How to Start a Job Search at 55: What I've Learned

This is Part IV of Glen Bradley's blog series. Read Part I here.

I’m now a little over two months into my job transition, at least from a focused perspective. Since there are so many times for reflection in this process, I was recently thinking about some of the lessons that I’ve learned from this experience that I will now take into my work as I land in a new career. It never occurred to me at the beginning that I would grow in areas through this process. That it would make me a better leader at my next company.

Here are four areas where I feel I will be improved:

1. With all of the work I’ve done to understand and articulate my value proposition, I’ve realized that I can be better about communicating the value of work proposals. Whether developing a business case for the C-suite or simply gathering support within my team for a new company initiative, I think I may have assumed that my audience saw the proposal, its value and possibility, in the same way I did; without really ensuring the communication was fully presented. I will be better at the sales pitch in the future.

2. While I was always a believer and encourager of networking, both personally and with my teams, I really understand the importance now. In my last role, I insisted that my customer relations managers have a performance objective around their networking actions i.e. so many contacts made while attending a trade show, etc.
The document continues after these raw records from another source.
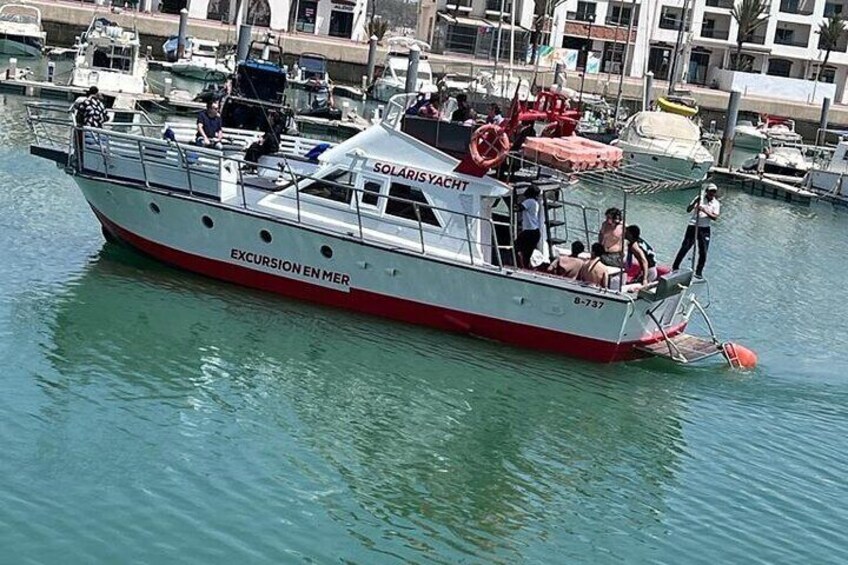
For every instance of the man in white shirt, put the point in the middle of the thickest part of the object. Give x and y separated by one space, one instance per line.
530 234
704 211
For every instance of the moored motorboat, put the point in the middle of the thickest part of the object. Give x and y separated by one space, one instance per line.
108 58
389 226
20 30
668 142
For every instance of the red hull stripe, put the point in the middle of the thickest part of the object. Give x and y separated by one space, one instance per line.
384 306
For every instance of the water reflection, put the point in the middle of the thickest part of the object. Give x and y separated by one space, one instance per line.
439 443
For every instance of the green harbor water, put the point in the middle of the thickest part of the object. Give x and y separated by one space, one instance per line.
152 416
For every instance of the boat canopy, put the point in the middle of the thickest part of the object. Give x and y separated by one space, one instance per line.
663 125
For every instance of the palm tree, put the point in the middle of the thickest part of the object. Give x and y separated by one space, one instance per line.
830 33
749 16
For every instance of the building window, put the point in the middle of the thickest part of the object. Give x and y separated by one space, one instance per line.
779 67
619 16
585 11
461 39
329 187
405 209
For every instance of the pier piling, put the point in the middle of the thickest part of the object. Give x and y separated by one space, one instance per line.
243 49
412 69
730 127
181 36
648 88
372 60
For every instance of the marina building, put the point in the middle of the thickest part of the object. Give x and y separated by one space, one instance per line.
782 59
344 19
485 29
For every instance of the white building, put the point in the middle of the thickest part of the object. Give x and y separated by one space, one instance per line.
478 27
781 60
333 18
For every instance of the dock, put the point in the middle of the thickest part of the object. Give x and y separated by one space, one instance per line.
765 186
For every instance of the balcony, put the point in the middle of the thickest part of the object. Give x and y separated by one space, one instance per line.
722 34
723 4
790 41
796 7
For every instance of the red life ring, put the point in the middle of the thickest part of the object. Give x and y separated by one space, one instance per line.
489 146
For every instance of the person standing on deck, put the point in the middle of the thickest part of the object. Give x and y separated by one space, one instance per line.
704 211
530 234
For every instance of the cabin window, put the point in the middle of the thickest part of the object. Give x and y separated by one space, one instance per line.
370 193
328 187
402 199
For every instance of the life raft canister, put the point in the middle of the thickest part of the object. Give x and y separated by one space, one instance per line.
489 146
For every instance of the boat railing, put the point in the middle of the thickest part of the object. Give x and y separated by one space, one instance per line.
210 174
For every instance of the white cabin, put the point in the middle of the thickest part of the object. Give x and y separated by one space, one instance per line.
108 58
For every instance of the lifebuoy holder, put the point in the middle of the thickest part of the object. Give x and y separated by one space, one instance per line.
489 146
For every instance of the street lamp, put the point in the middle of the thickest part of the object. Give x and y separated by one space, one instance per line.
590 18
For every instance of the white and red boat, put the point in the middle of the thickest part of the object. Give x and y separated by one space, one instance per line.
387 226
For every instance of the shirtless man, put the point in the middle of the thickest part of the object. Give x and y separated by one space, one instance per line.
611 236
594 271
569 266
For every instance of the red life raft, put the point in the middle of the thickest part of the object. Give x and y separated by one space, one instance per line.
569 154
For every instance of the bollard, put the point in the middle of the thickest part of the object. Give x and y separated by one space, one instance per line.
243 50
647 91
412 69
181 36
730 127
823 120
372 59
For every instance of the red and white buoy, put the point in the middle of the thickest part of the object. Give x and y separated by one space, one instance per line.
738 356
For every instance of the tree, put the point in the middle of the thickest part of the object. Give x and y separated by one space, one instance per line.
831 32
750 15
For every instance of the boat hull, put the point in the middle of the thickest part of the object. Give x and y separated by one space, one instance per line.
384 282
24 46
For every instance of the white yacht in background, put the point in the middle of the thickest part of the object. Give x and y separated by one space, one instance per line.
393 79
108 58
666 141
203 62
20 30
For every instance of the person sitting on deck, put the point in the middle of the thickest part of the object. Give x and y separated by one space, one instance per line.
594 271
432 109
530 234
569 266
210 131
611 236
641 262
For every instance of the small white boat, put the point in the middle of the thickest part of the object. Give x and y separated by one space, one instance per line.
20 30
108 58
666 141
203 62
748 136
393 79
781 161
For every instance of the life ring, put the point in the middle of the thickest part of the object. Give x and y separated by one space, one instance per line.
489 146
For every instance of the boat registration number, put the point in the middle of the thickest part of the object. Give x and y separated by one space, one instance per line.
588 302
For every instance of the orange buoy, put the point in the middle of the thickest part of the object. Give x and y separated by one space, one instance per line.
738 356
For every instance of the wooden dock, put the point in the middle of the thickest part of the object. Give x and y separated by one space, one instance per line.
764 186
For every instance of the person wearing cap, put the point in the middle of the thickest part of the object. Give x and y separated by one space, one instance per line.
704 211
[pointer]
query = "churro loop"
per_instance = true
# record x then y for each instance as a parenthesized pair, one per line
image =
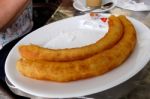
(81, 69)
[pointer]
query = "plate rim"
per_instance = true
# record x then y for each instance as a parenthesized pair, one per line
(115, 83)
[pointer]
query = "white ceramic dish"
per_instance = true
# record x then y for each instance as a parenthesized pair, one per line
(129, 68)
(80, 5)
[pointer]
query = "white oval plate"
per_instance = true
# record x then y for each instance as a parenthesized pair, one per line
(129, 68)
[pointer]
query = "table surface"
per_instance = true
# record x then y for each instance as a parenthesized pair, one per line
(136, 87)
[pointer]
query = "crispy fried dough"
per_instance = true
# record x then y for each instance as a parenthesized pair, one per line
(81, 69)
(34, 52)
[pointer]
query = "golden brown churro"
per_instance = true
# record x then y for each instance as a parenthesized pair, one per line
(81, 69)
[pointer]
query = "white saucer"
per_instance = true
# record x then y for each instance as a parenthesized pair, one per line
(80, 5)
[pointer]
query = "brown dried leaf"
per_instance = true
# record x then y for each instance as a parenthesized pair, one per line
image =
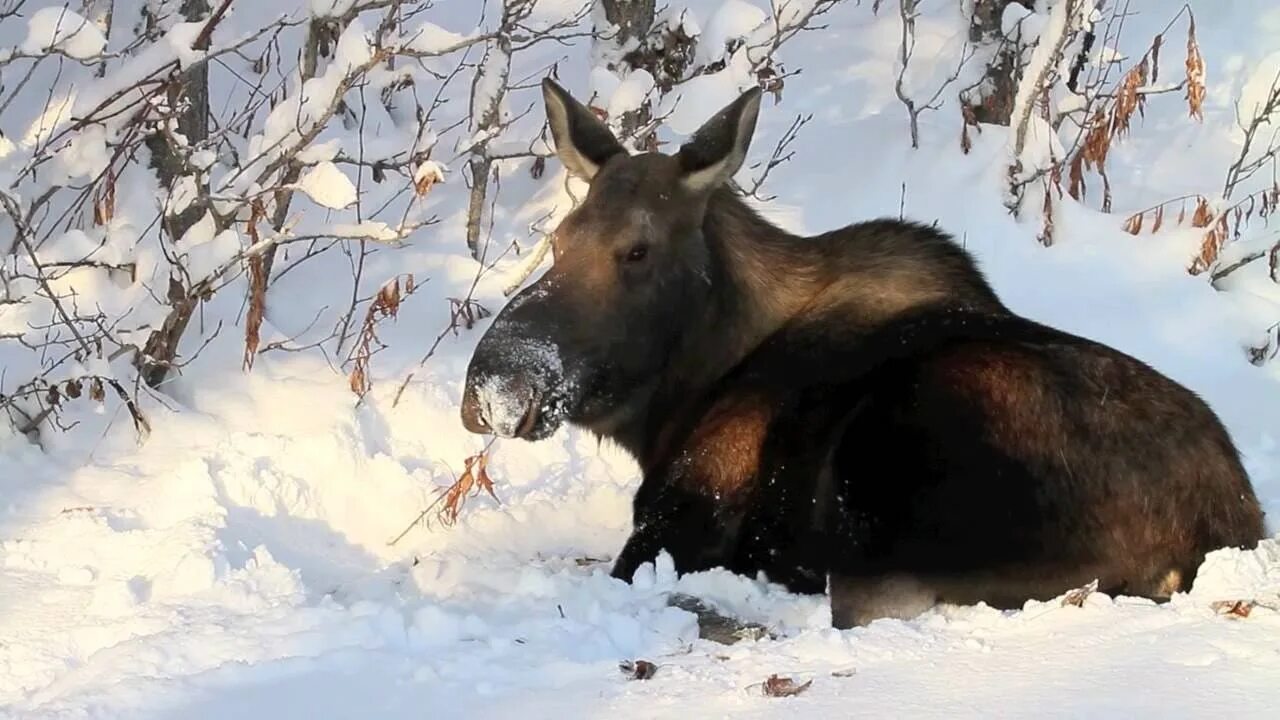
(1210, 247)
(1046, 235)
(1077, 596)
(1128, 100)
(357, 381)
(1233, 607)
(256, 309)
(782, 687)
(638, 669)
(424, 183)
(104, 199)
(1194, 73)
(1077, 176)
(1155, 58)
(1202, 217)
(1133, 226)
(474, 479)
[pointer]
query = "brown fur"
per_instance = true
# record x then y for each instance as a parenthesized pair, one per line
(855, 408)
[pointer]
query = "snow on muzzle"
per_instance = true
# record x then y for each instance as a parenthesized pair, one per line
(516, 387)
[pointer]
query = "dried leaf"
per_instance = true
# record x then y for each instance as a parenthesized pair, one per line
(1133, 226)
(1194, 73)
(1202, 217)
(474, 479)
(1233, 607)
(1077, 596)
(782, 687)
(1210, 247)
(256, 291)
(1046, 236)
(104, 199)
(638, 669)
(1155, 58)
(1077, 176)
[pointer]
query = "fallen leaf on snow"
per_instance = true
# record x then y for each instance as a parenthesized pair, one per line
(638, 669)
(782, 687)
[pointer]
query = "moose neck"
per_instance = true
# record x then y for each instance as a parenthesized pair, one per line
(760, 277)
(767, 283)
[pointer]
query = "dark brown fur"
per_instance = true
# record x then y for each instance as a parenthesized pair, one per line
(855, 408)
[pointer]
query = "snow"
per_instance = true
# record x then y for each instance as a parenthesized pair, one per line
(430, 37)
(238, 561)
(631, 92)
(368, 229)
(328, 186)
(64, 31)
(734, 19)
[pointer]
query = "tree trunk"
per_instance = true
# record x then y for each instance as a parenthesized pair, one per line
(632, 17)
(995, 104)
(190, 94)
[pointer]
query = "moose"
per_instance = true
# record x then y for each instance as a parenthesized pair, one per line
(854, 413)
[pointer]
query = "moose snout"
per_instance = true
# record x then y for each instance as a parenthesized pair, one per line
(501, 405)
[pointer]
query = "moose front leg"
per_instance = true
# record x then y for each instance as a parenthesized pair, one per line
(696, 532)
(693, 502)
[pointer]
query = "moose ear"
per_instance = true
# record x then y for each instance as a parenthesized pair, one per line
(583, 142)
(717, 150)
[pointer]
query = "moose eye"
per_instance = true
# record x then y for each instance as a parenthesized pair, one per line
(638, 253)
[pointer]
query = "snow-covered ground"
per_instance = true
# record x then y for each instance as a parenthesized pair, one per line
(238, 561)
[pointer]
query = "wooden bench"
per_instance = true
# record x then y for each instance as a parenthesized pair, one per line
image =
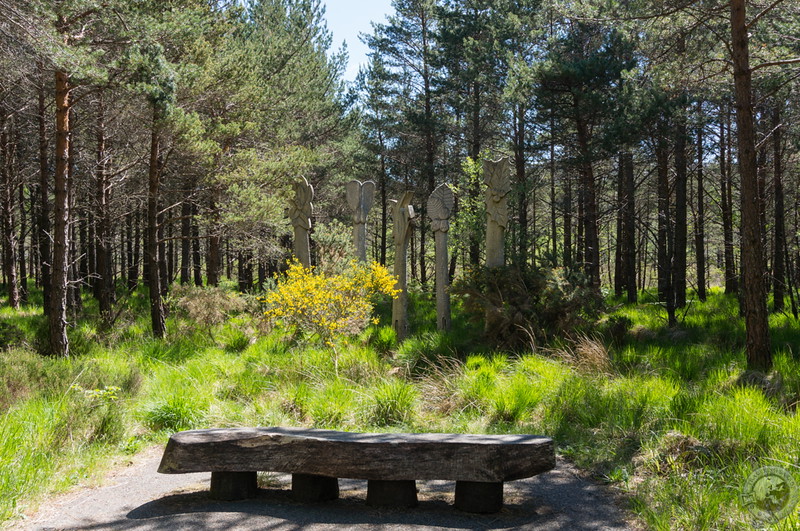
(391, 462)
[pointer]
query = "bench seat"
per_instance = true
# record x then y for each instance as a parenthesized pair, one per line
(391, 462)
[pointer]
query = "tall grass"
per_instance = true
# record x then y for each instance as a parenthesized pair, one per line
(668, 415)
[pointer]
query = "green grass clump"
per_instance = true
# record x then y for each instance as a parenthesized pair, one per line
(392, 403)
(670, 416)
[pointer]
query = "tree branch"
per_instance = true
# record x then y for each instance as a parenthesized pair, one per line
(792, 61)
(764, 12)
However, because my job was so spread around North America and even Europe, I had a dearth of contacts in my own city. I have since began to “think global but network local”.  Networking is as critical to those employed.  Whether it is benchmarking, needing a reference for a service provider, learning about needed partners or competitors - having trusted advisors to discuss business is crucial. I have vowed to continue to join local organizations and attend events despite the busyness of a new position.

3. The development of resilience. Wow, this is a big one. I now understand that being an executive in a global iconic company buys you an often rapt audience both internally and externally. If I left voice messages, I did get a reply. If I made proposals that weren’t accepted they were at least listened to and considered.

Welcome to my new world! Applications made to online postings are basically ignored by software programs and in some cases HR gatekeepers, who count keywords rather than connect the value on resumes. To be fair, I realize there are too many resumes submitted to be handled much differently, but rejection seems to be the dish that HR serves cold.

Additionally, LinkedIn InMails to recruiters or hiring managers are returned unopened. Gaining contacts within a target company is both tenuous and tedious. I could go on but the point is that job seekers have learned to pick themselves up off the ground on an almost daily basis. There is no choice but to persevere and carry on to the next opportunity. I know that my resiliency in my next role will be considerably stronger than when I was accustomed to ongoing success.

4. This leads into the final trait to take forward: empathy. I am somewhat embarrassed to think how I came across to others seeking work, information, etc. when I was always employed. The old adage of walking a mile in another person’s shoes is true with the job seeker. I now know the frustrations, the roller coaster ride, the daily “twenty-mile march” that is required to find new employment.

Again, I have resolved to be accessible and willing to help where I can in the future as a job seeker comes my way. The Southlake Focus Group (networking for those in transition) uses the acronym of HOPE – “help one person everyday” as a way of maintaining the right attitude and spirit while in the job search.  The attitude shouldn’t stop with the job landing. If we can all take that charge into our next workplace, cube by cube, we’ll see a difference in our offices. Stephen Covey calls the ongoing learning process the “sharpening of the saw”. Never thought it would apply to the job search but there you go, the blade is a little sharper.